Chen Xuqin, Meng Xiangying, Foley Niamh M, Shi Xiaoyan, Liu Min, Chai Yahui, Li Yiping, Redmond H Paul, Wang Jian, Wang Jiang Huai
Department of Neurology, Affiliated Children's Hospital, Soochow University, Suzhou 215003, China; Institute of Pediatric Research, Affiliated Children's Hospital, Soochow University, Suzhou 215003, China.
Department of Neurology, Affiliated Children's Hospital, Soochow University, Suzhou 215003, China.
J Neuroimmunol. 2017 Sep 15;310:82-90. doi: 10.1016/j.jneuroim.2017.07.002. Epub 2017 Jul 4.
It has been reported that B7-H3, a costimulatory protein, participates in the development and progression of experimental pneumococcal meningitis by amplifying the TLR2-mediated inflammatory response. This study attempted to clarify the pathway(s) of TLR2 signaling involved in B7-H3-augmented inflammatory response during S. pneumoniae infection. Murine microglial cell line N9 cells and primary murine microglial cells were infected with S. pneumoniae alone or in combination with B7-H3. Although B7-H3 stimulation failed to further enhance S. pneumoniae-upregulated mRNA and protein expression of TLR2, it strongly augmented S. pneumoniae-induced phosphorylation of NF-κB p65, MAPK p38, and ERK1/2 in both N9 cells and primary microglial cells. Notably, B7-H3 itself did not activate NF-κB p65, MAPK p38, and ERK1/2. Furthermore, deactivation of NF-κB p65, MAPK p38, and ERK1/2 with their specific inhibitors significantly attenuated B7-H3-amplified proinflammatory cytokine and chemokine release from S. pneumoniae-infected microglial cells.

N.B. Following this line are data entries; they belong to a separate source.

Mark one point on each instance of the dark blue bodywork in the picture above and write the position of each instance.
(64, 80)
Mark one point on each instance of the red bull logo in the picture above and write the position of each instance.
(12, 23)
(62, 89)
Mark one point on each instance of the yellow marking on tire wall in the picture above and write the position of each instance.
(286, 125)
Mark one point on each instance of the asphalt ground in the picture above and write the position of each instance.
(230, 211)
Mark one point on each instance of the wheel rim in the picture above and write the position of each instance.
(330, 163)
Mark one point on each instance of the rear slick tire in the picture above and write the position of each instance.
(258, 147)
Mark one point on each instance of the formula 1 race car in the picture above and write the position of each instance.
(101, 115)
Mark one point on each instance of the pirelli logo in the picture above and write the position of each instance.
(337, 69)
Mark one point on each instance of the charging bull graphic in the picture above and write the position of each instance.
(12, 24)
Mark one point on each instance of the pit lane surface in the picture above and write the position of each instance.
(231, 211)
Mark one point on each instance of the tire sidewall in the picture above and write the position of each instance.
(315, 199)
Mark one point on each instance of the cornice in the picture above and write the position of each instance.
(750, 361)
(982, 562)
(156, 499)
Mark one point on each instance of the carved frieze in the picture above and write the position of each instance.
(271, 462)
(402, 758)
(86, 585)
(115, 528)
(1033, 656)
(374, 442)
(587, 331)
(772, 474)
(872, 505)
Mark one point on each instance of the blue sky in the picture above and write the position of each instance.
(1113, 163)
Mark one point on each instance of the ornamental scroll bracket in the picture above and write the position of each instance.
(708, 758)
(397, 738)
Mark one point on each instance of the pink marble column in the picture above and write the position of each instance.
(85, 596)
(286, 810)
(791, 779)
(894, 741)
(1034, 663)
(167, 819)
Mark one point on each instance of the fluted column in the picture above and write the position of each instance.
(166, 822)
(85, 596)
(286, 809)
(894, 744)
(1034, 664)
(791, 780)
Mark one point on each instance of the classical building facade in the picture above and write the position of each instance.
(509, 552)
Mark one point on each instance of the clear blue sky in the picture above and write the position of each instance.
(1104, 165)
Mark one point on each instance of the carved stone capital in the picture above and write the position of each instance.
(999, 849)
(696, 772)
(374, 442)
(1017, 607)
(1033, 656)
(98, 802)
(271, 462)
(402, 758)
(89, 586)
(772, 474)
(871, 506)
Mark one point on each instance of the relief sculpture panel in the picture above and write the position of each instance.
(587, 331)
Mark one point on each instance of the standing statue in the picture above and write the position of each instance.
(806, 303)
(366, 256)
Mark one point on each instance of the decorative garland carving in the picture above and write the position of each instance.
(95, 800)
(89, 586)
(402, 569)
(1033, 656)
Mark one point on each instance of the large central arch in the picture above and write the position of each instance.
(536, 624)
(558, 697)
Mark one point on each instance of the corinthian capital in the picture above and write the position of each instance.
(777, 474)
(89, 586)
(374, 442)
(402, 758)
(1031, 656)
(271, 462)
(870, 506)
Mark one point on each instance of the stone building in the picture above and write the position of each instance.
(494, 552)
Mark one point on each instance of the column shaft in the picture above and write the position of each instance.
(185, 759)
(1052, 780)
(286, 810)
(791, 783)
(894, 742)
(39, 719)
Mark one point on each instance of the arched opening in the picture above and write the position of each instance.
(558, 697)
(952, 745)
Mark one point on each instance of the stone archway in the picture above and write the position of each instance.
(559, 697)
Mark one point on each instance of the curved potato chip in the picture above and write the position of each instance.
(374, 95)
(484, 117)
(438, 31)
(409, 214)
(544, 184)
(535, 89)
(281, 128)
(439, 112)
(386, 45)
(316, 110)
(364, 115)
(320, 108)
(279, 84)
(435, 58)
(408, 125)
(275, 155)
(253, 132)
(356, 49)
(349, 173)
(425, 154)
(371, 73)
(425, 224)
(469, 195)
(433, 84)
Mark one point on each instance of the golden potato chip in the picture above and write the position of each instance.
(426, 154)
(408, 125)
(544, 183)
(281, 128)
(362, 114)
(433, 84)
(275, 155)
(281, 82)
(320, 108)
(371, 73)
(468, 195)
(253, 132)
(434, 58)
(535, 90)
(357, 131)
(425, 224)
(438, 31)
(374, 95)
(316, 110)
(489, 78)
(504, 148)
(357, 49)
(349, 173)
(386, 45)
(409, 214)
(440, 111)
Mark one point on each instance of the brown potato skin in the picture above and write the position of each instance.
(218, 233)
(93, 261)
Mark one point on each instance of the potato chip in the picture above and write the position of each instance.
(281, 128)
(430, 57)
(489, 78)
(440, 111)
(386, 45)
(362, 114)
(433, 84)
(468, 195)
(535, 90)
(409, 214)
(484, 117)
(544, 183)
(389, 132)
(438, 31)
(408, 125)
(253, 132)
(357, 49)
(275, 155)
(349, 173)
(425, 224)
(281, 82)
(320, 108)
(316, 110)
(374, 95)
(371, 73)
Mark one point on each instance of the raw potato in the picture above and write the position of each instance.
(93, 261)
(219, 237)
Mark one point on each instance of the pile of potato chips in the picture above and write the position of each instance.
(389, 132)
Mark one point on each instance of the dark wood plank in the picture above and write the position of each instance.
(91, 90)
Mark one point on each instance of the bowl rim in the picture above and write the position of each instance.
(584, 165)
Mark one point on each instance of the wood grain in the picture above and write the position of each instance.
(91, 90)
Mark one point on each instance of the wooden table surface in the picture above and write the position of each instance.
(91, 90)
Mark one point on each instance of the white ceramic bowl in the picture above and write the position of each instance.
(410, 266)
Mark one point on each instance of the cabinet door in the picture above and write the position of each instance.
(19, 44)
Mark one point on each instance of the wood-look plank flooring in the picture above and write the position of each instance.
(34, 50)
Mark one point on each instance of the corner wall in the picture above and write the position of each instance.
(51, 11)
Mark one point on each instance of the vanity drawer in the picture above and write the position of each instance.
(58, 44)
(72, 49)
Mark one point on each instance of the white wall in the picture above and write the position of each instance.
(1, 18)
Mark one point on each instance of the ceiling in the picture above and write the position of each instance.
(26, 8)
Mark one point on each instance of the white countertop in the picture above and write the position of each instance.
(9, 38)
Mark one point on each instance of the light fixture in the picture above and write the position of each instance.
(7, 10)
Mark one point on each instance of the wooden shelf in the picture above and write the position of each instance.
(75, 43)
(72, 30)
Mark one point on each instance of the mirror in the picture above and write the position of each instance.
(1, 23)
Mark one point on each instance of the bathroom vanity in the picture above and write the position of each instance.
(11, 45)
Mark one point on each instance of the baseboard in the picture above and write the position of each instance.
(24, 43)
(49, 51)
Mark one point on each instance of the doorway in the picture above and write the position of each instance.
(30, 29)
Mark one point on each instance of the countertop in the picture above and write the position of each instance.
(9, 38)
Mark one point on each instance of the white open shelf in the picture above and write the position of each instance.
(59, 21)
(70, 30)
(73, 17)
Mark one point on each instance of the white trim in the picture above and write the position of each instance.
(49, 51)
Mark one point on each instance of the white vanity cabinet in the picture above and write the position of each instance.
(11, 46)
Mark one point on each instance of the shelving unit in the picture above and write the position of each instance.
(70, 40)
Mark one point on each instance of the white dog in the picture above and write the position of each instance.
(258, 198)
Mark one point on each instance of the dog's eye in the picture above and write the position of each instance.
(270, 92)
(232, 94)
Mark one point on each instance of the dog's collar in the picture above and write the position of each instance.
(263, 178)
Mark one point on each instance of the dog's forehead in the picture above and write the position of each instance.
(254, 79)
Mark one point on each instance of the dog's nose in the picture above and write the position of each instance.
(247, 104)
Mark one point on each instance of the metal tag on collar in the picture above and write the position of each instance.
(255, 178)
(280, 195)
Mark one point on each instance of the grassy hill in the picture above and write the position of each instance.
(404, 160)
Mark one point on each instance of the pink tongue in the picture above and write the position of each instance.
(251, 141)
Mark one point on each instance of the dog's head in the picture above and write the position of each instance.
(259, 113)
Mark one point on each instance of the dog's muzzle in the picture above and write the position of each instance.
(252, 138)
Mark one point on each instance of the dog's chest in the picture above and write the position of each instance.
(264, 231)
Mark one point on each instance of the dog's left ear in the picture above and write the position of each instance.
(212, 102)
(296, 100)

Importantly, blockage of NF-κB p65, MAPK p38, or ERK1/2 in vivo substantially diminished B7-H3-augmented TNF-α levels in the brain of S. pneumoniae-infected mice. These results indicate that the activation of both NF-κB and MAPKs is predominantly responsible for B7-H3-augmented inflammatory response during S. pneumoniae infection.
据报道,共刺激蛋白B7-H3通过放大TLR2介导的炎症反应参与实验性肺炎球菌性脑膜炎的发生和发展。本研究试图阐明肺炎链球菌感染期间B7-H3增强的炎症反应所涉及的TLR2信号通路。将小鼠小胶质细胞系N9细胞和原代小鼠小胶质细胞单独或与B7-H3联合感染肺炎链球菌。尽管B7-H3刺激未能进一步增强肺炎链球菌上调的TLR2的mRNA和蛋白表达,但它在N9细胞和原代小胶质细胞中均强烈增强了肺炎链球菌诱导的NF-κB p65、MAPK p38和ERK1/2的磷酸化。值得注意的是,B7-H3本身并未激活NF-κB p65、MAPK p38和ERK1/2。此外,用其特异性抑制剂使NF-κB p65、MAPK p38和ERK1/2失活可显著减弱B7-H3增强的肺炎链球菌感染的小胶质细胞促炎细胞因子和趋化因子的释放。重要的是,体内阻断NF-κB p65、MAPK p38或ERK1/2可显著降低B7-H3增强的肺炎链球菌感染小鼠脑中的TNF-α水平。这些结果表明,NF-κB和MAPKs的激活主要负责肺炎链球菌感染期间B7-H3增强的炎症反应。